Background: Malignant urachal tumor is a rare subtype of genitourinary cancer. Our aim was to explore the optimal chemotherapy regimens for relapsed or metastatic urachal carcinoma.

Materials and Methods: We retrospectively enrolled 24 adult patients with relapsed or metastatic urachal carcinoma from January 2014 to September 2020 at Sun Yat-sen University Cancer Center. We summarized the chemotherapy regimens and classified them as fluorouracil based, platinum based, and paclitaxel based. Nine patients received XELOX (capecitabine and oxaliplatin) regimens, seven patients received TX (paclitaxel and capecitabine) regimens, and eight of them received chemotherapy including GP (gemcitabine and cisplatin), TP (paclitaxel and cisplatin), TN (paclitaxel and nedaplatin), and tislelizumab.

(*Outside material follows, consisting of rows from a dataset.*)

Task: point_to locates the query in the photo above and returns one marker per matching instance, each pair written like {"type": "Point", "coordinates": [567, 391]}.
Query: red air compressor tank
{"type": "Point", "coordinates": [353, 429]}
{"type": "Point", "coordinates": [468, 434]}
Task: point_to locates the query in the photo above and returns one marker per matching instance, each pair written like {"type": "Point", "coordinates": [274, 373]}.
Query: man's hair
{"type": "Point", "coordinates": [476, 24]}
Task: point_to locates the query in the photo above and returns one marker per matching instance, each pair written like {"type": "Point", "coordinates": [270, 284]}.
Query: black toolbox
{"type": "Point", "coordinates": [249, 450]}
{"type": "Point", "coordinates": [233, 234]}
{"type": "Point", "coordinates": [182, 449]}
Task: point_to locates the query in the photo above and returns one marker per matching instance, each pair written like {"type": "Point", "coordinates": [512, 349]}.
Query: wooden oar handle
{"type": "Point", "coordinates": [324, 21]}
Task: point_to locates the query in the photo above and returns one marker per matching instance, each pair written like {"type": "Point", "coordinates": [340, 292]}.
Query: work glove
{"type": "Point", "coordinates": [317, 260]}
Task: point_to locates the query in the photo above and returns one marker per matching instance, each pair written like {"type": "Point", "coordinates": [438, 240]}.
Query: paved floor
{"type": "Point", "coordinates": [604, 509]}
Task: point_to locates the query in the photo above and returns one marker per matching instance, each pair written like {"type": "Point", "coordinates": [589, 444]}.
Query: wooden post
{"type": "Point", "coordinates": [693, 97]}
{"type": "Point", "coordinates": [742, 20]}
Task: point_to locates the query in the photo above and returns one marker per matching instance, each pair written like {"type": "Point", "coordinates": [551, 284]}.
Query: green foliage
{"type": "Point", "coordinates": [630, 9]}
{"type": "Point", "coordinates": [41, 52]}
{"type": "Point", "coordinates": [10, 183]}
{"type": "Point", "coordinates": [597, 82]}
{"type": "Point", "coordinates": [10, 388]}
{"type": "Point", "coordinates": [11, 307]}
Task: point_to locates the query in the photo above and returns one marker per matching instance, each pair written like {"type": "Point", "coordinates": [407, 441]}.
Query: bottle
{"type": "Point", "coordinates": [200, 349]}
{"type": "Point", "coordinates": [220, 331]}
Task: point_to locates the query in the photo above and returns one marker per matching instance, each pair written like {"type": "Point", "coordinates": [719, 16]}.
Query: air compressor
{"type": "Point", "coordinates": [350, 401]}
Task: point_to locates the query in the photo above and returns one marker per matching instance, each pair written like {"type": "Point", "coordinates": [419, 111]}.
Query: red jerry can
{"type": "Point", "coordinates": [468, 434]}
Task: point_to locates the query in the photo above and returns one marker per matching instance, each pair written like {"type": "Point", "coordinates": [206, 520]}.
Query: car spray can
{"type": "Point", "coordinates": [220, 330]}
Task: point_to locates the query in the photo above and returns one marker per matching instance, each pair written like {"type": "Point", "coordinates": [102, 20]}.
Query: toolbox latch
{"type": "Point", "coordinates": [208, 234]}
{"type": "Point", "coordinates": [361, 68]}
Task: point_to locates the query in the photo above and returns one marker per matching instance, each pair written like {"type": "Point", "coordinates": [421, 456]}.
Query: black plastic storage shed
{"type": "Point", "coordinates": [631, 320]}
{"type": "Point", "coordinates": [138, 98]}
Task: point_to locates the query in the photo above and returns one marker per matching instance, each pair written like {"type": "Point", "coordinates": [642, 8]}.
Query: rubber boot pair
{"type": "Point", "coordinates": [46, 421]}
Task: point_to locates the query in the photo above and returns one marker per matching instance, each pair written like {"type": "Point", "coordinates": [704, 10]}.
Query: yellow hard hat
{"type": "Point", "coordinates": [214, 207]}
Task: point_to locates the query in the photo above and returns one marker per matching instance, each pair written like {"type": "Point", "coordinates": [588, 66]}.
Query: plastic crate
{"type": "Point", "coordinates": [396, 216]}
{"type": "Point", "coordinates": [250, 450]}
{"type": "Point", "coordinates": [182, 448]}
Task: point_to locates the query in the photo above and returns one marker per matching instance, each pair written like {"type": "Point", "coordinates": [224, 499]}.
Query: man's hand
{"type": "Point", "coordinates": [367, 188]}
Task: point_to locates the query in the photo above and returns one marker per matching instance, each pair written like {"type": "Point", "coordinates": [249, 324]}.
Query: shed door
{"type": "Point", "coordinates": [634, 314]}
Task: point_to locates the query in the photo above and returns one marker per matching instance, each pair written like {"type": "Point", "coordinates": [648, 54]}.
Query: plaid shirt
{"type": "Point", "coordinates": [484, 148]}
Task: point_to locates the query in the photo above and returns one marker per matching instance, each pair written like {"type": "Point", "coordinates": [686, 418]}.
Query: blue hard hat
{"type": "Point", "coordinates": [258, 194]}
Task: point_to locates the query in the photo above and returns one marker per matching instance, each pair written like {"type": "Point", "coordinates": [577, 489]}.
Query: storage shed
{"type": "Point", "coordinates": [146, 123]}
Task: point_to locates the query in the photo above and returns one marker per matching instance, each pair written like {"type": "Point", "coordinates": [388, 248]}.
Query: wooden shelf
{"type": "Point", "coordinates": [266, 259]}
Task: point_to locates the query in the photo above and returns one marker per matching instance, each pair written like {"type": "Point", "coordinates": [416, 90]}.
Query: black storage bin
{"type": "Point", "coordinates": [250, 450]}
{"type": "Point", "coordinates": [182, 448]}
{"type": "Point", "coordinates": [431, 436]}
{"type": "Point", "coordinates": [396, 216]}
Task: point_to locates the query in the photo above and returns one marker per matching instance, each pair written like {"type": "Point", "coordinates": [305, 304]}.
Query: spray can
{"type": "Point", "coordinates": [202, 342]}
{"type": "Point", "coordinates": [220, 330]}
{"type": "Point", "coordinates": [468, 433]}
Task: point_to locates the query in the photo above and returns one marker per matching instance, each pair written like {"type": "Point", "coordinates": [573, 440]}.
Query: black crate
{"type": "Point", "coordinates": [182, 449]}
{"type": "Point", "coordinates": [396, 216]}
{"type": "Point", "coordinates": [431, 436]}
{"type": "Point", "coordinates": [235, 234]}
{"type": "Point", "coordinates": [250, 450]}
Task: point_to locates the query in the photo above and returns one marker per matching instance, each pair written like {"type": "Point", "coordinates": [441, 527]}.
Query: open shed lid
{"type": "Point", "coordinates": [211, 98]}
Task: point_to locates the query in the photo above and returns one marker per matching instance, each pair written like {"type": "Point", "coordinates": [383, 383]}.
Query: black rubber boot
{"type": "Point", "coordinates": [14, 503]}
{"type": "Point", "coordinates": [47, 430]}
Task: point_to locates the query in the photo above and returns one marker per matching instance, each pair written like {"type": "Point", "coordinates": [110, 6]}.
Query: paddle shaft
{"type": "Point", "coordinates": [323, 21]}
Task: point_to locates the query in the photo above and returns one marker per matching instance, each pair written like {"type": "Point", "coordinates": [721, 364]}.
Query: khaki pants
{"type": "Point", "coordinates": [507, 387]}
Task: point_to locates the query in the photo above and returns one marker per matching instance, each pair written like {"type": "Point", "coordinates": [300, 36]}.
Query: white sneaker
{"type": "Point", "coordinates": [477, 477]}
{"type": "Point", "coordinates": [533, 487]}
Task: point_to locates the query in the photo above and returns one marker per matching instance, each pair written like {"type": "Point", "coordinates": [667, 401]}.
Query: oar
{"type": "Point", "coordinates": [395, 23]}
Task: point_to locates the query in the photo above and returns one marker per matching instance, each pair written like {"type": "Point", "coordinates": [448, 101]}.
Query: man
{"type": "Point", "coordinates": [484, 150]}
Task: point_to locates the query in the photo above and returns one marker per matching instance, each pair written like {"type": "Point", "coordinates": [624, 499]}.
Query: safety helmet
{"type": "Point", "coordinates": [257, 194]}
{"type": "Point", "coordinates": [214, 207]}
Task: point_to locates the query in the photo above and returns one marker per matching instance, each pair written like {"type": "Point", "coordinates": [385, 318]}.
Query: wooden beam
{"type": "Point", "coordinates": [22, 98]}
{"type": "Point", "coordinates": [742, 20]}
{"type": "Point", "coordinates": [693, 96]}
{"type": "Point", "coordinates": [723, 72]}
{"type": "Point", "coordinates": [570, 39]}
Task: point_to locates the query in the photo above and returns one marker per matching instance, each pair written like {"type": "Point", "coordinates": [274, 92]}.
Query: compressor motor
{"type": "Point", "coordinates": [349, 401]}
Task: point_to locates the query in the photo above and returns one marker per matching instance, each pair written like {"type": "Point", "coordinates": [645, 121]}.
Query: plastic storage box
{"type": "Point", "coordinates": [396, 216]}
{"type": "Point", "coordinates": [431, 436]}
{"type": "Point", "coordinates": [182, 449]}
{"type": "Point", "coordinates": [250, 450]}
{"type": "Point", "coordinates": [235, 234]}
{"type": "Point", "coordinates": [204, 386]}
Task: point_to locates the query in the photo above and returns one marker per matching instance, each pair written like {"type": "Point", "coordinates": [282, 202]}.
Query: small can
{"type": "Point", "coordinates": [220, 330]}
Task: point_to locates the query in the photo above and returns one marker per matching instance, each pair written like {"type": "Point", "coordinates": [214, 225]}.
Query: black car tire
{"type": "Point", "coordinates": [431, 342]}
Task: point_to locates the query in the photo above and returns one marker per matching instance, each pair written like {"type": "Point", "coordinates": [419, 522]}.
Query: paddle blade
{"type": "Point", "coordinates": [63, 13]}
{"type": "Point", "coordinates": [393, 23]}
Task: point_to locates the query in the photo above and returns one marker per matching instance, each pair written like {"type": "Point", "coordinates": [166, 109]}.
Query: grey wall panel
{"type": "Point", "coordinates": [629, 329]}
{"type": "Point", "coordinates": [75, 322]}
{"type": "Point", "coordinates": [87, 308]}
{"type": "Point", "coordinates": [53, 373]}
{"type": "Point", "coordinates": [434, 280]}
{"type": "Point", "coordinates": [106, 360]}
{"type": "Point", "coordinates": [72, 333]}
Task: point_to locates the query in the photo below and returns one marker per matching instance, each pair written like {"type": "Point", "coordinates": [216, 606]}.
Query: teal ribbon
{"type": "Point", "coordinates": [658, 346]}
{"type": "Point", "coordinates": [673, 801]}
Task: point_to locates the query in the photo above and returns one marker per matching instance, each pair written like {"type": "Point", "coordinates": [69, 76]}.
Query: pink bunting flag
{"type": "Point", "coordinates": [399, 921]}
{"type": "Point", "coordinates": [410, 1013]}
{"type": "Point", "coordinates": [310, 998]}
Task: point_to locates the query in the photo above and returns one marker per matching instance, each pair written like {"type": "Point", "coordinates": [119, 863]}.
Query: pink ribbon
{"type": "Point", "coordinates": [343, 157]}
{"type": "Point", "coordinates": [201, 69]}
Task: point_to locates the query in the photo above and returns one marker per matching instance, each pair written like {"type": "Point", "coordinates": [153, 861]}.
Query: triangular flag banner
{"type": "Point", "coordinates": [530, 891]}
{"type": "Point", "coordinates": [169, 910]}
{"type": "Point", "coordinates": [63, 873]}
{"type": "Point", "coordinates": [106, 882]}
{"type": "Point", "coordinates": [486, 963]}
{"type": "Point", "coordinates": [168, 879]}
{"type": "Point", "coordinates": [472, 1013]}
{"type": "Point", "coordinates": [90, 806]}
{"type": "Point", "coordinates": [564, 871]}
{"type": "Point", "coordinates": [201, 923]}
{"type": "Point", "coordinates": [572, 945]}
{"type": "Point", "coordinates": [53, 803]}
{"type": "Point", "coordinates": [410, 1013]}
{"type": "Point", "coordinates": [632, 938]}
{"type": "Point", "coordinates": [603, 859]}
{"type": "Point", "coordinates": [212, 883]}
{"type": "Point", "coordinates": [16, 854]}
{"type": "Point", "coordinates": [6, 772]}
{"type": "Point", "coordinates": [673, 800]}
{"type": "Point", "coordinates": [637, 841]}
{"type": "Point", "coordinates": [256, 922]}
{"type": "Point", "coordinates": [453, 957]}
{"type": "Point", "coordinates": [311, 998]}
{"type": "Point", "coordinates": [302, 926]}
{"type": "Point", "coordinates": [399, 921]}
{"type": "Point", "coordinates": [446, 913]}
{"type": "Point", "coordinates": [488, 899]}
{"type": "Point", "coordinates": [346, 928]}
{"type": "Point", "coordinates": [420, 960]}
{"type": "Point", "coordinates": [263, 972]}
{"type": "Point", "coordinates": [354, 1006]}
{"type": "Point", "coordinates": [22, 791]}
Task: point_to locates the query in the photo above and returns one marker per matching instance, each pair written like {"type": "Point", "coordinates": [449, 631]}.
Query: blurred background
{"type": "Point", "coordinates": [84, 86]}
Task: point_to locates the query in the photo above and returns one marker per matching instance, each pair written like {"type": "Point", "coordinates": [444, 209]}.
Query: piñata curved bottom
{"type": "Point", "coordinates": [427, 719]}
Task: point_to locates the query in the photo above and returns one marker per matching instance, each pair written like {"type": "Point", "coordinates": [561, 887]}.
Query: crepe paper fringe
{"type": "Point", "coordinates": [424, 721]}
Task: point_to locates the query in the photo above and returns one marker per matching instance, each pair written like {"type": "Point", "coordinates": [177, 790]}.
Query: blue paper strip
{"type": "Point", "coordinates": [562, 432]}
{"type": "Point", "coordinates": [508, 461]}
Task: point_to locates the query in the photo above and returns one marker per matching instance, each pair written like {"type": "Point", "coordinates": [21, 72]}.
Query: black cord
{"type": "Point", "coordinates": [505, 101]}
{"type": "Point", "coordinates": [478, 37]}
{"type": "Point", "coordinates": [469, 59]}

Results: The disease control rate was 75%. Among all patients, one patient treated with XELOX achieved partial remission (PR), while 17 patients showed stable disease. The median progression-free survival (PFS) and overall survival (OS) in all treated patients was 7.43 and 29.7 months, respectively. The patients receiving first-line platinum-based chemotherapy presented better PFS than those without platinum (median PFS 8.23 vs. 3.80 months, p = 0.032), but not significant for OS between two groups. There is no significant difference in PFS and OS for fluorouracil-based and paclitaxel-based groups as first-line regimen. Next-generation gene sequencing revealed TP53 mutation and low tumor mutational burden in five out of seven cases.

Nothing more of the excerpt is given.